Local authorities asked us to look at other things, like special schools, because there is a lot of demand and very little provision. So two and a half years ago we moved into the school market. Now we are the largest investor in special schools in the UK.

Local authorities don’t want to own the real estate, but they want someone responsible owning it and looking after it. We built a strategy to buy up buildings, upgrade and expand them. This freed up cash for them. We will continue to build special schools, it is a very specialised sector and we have a dedicated team.

Do you have plans to expand further into Europe?

What we see across Europe is the decentralisation of healthcare. Situations and systems vary from country to country, but the needs and conditions are the same, and we understand them. We built
a European team three and a half years ago, but prices were very high then. Our first deal was in Sweden in 2022, when we bought a care-based housing operator in Gothenburg for €50 million. We also own the operating business and it has been very successful.

We plan to expand in Sweden and we are also looking at other parts of the Nordics. But ultimately, our expansion in Europe will depend on what investors want.

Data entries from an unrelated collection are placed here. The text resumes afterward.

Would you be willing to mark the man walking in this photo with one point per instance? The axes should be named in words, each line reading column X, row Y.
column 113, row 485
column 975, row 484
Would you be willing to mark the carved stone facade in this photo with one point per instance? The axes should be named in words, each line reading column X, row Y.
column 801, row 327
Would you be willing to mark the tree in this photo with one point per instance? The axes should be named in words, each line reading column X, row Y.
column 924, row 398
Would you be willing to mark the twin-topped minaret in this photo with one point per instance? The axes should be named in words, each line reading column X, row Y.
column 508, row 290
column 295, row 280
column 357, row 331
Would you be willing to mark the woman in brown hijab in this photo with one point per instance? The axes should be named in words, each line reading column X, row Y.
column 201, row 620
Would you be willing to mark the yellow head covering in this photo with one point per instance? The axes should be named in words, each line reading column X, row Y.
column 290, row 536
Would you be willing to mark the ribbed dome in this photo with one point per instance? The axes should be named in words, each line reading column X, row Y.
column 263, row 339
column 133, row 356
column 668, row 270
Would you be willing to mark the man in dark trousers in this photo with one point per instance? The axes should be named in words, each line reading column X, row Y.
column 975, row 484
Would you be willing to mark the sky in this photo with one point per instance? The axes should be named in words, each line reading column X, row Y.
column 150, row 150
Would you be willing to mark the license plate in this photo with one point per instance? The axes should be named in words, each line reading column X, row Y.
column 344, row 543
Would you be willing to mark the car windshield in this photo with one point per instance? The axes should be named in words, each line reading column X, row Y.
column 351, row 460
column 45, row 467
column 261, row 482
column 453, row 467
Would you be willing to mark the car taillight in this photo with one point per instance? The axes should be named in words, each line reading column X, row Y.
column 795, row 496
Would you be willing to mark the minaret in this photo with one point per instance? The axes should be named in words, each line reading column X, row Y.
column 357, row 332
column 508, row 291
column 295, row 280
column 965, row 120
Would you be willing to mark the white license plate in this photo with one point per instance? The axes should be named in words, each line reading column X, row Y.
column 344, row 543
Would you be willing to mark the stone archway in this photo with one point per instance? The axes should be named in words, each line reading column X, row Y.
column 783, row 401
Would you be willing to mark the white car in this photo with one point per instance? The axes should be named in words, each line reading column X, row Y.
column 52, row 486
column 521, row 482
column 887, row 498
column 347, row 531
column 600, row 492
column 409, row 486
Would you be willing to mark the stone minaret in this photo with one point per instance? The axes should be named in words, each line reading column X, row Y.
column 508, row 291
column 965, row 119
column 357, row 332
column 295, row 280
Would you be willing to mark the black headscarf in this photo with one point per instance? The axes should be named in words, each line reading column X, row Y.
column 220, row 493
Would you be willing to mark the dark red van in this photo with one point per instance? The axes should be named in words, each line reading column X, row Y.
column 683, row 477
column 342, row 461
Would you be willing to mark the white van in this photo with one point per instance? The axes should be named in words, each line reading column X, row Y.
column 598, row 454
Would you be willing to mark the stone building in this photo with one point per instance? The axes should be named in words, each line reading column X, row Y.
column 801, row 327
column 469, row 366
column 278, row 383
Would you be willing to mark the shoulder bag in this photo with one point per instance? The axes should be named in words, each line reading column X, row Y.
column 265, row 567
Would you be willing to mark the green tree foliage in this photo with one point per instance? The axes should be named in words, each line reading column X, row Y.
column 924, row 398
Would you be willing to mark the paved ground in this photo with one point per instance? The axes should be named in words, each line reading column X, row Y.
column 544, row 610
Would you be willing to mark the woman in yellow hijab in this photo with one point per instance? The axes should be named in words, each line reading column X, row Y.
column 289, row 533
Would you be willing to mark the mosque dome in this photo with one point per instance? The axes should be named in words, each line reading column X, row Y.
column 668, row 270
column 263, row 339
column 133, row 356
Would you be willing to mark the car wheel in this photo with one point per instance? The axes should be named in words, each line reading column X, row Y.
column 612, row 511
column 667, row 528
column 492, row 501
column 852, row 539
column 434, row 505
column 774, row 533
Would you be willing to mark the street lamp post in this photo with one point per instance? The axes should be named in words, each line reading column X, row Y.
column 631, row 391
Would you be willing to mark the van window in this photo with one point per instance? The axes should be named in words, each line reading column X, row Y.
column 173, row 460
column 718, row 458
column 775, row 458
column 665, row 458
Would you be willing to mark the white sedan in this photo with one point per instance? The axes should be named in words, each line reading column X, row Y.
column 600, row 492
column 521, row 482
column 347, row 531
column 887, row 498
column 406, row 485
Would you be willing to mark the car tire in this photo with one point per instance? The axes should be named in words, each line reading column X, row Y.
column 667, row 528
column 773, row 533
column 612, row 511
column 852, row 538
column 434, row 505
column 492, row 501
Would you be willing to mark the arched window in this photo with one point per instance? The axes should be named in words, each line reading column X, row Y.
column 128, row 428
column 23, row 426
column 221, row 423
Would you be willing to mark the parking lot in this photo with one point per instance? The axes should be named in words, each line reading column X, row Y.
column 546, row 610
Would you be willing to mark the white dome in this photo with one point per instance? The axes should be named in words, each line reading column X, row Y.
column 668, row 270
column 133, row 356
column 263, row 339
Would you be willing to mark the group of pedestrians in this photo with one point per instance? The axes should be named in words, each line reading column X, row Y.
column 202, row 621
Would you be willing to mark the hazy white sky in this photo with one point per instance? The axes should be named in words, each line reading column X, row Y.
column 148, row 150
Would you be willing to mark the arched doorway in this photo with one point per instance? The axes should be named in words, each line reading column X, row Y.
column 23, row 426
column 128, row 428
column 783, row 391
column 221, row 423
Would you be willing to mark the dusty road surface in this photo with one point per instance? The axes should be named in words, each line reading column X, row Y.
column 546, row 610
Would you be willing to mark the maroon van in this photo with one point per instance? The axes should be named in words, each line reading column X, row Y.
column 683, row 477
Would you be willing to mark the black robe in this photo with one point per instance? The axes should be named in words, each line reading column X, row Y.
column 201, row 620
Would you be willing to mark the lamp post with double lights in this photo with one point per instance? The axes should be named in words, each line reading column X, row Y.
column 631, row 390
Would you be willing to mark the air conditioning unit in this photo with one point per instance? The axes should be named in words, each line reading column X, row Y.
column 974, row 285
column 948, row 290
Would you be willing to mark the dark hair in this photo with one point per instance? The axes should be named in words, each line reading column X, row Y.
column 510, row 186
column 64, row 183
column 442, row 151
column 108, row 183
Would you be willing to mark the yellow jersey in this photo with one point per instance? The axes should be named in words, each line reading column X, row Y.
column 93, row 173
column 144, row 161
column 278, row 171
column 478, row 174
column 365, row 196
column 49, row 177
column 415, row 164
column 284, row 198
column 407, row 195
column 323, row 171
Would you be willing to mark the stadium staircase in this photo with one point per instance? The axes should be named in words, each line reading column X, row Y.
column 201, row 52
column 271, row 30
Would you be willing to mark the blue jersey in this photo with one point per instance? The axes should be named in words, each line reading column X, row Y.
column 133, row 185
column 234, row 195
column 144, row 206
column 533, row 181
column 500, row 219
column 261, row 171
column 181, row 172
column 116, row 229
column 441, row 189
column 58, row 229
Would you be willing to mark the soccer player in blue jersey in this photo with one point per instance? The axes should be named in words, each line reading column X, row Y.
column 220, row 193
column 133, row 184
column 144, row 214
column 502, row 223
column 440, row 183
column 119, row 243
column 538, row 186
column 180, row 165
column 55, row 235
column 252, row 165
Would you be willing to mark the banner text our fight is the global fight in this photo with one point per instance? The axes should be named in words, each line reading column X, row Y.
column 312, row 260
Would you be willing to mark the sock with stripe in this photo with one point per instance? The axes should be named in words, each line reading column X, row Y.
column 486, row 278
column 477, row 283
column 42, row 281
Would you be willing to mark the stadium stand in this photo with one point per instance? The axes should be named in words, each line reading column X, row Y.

What are your plans in Germany, where you made your biggest acquisition last year?

We think Germany is an amazing opportunity. Senior care is better funded than in the UK. We want to expand considerably in Europe, and we could invest €5 billion in Germany alone.

We are currently recruiting for our new office in Germany, a market we entered in October last year. Our first investment was the €300 million acquisition of a 3,000+ bed portfolio of 26 elderly care and assisted living homes, mainly in Berlin and Hamburg, from Vonovia SE, the largest listed residential landlord in Europe. The investment was made on behalf of the Civitas European Social Infrastructure Fund and takes our total European capital commitment to over €450 million.

Germany is a very fragmented market and there is a lot of consolidation to come, so we see many opportunities. We’re open to off-market deals and ready to buy portfolios. But we need German people on the ground, which is why we are recruiting.

How important are the societal benefits you offer to investors?

This is something that really resonates with investors and is also extremely important to us all at Civitas. Ultimately, investors need to make returns, but we are fortunate to be operating in a sector where we can help our investors meet their objectives while also making a meaningful difference to the communities in which we operate and, most importantly, to the quality of life and prospects of those individuals using our facilities.